I think you need a basic dictionary crash course:
this is a proper dictionary:
>>>d1 = { 'tires' : 'yoko', 'manufacturer': 'honda', 'vtec' : 'no' }
You can call invidual things in the dictionary easily:
>>>d1['tires']
'yoko'
>>>d1['vtec'] = 'yes' #mad vtec yo
>>>d1['vtec']
'yes'
Dictionaries are broken up into two different sections, the key and the value
testDict = {'key':'value'}
You were using a dictionary the exact same way as a list:
>>>test = {0:"thing0", 1:"thing1"} #dictionary
>>>test[0]
'thing0'
which is pretty much the exact same as saying
>>>test = ['thing0','thing1'] #list
>>>test[0]
'thing0'
in your particular case, you may want to either format your dictionaries properly ( i would suggest something like masterdictionary = {'country': ['germany','france','USA','japan], 'manufacturer': ['honda','ferrarri','hoopty'] } etcetera because you could call each individual item you wanted a lot easier
with that same dictionary:
>>>masterdictionary['country'][1]
'germany'
which is
dictionaryName['key'][iteminlistindex]
of course there is nothing preventing you from putting dictionaries as values inside of dictionaries.... inside values of other dictionaries...
You can do:
data = [d1,d2,d3,d4,d5]
print [d[key] for key, d in zip(a, data)]
The function zip() can be used to combine to iterables; lists in this case.
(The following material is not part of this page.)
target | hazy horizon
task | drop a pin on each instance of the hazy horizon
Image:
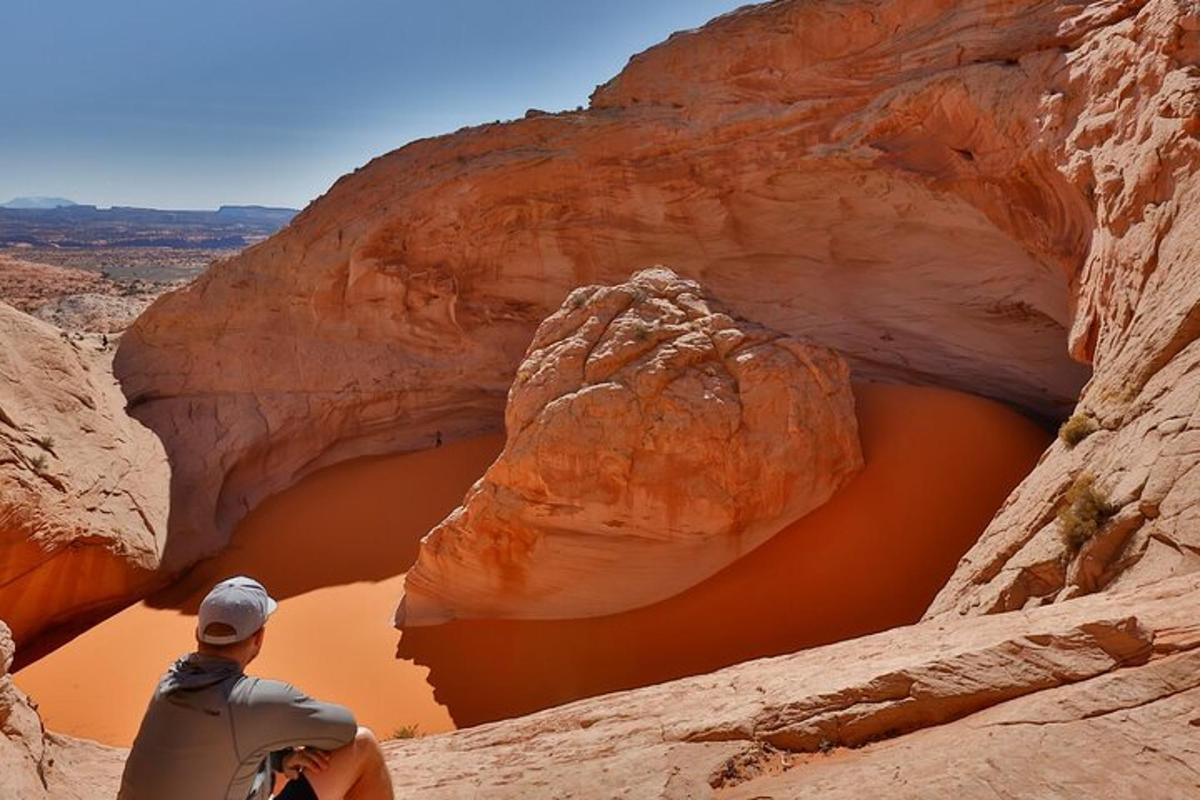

You've already got the answer to your direct question, but you may wish to consider re-structuring the data. To me, the following makes a lot more sense, and will enable you to more easily index into it for what you asked, and for any possible later queries:
from pprint import pprint
items = [[el.get(i, '?') for el in (d1,d2,d3,d4,d5)] for i in range(6)]
pprint(items)
[['0', '0', '0', '0', '0'],
['Japan', 'Honda', 'Blue', 1970, 'Economy'],
['USA', 'Chrysler', 'Green', 1980, 'Sports'],
['Korea', 'Toyota', 'Red', 1990, 'SUV'],
['Germany', '?', 'White', 2000, '?'],
['?', '?', '?', '?', '?']]
I would use a list of dicts d = [d1, d2, d3, d4, d5], and then a list comprehension:
[d[i][key] for i, key in enumerate(a)]
To make the whole thing more readable, use nested dictionaries - each of your dictionaries seems to represent something you could give a more descriptive name than d1 or d2:
data = {'country': {0: 'Japan', 1: 'USA' ... }, 'brand': {0: 'Honda', ...}, ...}
car = {'country': 1, 'brand': 2 ... }
[data[attribute][key] for attribute, key in car.items()]
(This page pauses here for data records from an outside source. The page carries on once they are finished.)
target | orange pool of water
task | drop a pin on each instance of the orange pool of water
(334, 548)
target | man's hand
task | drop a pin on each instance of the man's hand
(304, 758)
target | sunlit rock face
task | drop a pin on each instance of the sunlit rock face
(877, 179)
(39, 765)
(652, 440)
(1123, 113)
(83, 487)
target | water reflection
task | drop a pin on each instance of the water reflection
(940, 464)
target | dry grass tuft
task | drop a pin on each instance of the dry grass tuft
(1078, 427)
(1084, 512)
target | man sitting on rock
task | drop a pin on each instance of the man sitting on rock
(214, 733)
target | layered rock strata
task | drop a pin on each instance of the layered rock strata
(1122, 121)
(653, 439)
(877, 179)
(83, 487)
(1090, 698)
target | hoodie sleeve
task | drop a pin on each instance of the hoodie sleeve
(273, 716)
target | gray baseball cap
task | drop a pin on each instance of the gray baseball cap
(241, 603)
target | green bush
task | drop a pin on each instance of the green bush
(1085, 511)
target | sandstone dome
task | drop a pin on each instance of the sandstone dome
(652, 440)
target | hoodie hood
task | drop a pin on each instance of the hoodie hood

Note this would not necessarily be in order if that is important, though I think there is an ordered dictionary type.
As suggested by the comment, a dictionary with contiguous integers as keys can be replaced by a list:
data = {'country': ['Japan', 'USA', ...], 'brand': ['Honda', ...], ...}
If you need to keep d1, d2, etc. as is:
newA = [locals()["d%d"%(i+1)][a_value] for i,a_value in enumerate(a)]
Pretty ugly, and fragile, but it should work with your existing code.
You don't need a dictionary for this at all. Lists in python automatically support indexing.
def main():
d1=['0','Japan','USA','Korea','Germany',"?"]
d2=['0','Honda','Chrysler','Toyota','?']
d3=['0','Blue','Green','Red','White','?']
d4=['0', 1970,1980,1990,2000,'?']
d5=['0','Economy','Sports','SUV','?']
ds = [d1, d2, d3, d4, d5] #This holds all your lists
#This is what range is for
a=range(5)
#Find the nth index from the nth list, seems to be what you want
print [ds[n][n] for n in a] #This is a list comprehension, look it up.